Weitere Anbauten nach dem Brand sind inzwischen längst verschwunden, seit 1907 gibt es nur noch die beiden Gebäude am Wendelitz, die jetzt abgerissen werden.

"Sie sind die letzten baulichen Hinterlassenschaften, die auf Staßfurts Siedegeschichte hinweisen, die bis ins Jahr 1170 zurückreicht. Deshalb wollten wir die Gebäude erhalten oder zumindest Teile davon. Denn sie repräsentieren immerhin eine Produktionsstätte, die Staßfurt einst eine überregionale Bedeutung gegeben hat", sagt Museumsbeirat Martin Liefhold.
Das Haus ist so etwas wie das Wahrzeichen der Stadt, vergleichbar mit dem schiefen Turm, der in den 70-er Jahren abgerissen werden musste.
Liefhold: "Seitdem ist das Siedehaus das meistfotografierte Gebäude der Stadt und auch für Künstler immer wieder ein beliebtes Modell."
Doch das Haus soll den Staßfurtern nicht verloren gehen. Stadtbauamtsleiter Wolfgang Kaufmann: "Der Fachwerkbau wird geborgen, die einzelnen Balken werden nummeriert und ihre Anordnung genau auf Skizzem vermerkt, so dass das Gebäude später an anderer Stelle originalgetreu wieder aufgebaut werden kann." Wo und wann das sein wird, steht allerdings noch nicht fest. Erstmal wird es eingelagert.
Ein enormer Aufwand. Weshalb kann das Haus nicht einfach stehenbleiben?
Bereits 1993 gab es Überlegungen, das Haus abzureißen. Aber der Denkmalschutz hat dieses Ansinnen abgelehnt. Doch es verfiel immer mehr, so dass die Denkmalschutzbehörde schließlich zu dem Schluss gelangte, dass es hier nichts mehr zu schützen gab.

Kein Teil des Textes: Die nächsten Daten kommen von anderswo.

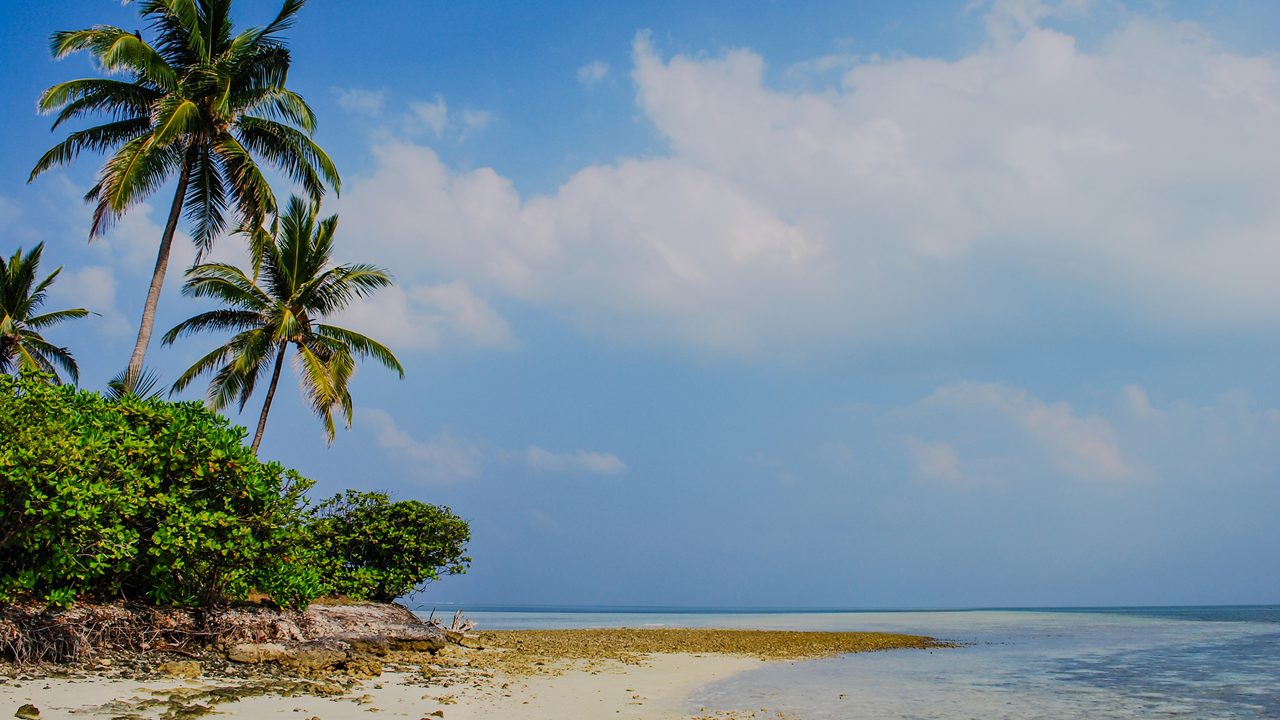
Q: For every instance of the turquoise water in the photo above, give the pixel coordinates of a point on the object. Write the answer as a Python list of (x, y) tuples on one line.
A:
[(1202, 662)]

Inzwischen ist die Stadt nach einem Flächentausch mit dem alten Eigentümer wieder Besitzer der Häuser. Da der Denkmalschutz die Gebäude freigegeben hat, stand dem Abriss nichts mehr im Wege. Denn eine Sanierung wäre viel zu aufwändig, eine Nachnutzung nicht gesichert. Hinzu kommt, dass der Wendelitz wegen seiner Absenkung gar nicht mehr bebaubar ist. Und so hätten später am neu gestalteten Wendelitz mit dem hübschen See und den Spazierwegen zwei hässliche Ruinen gestanden.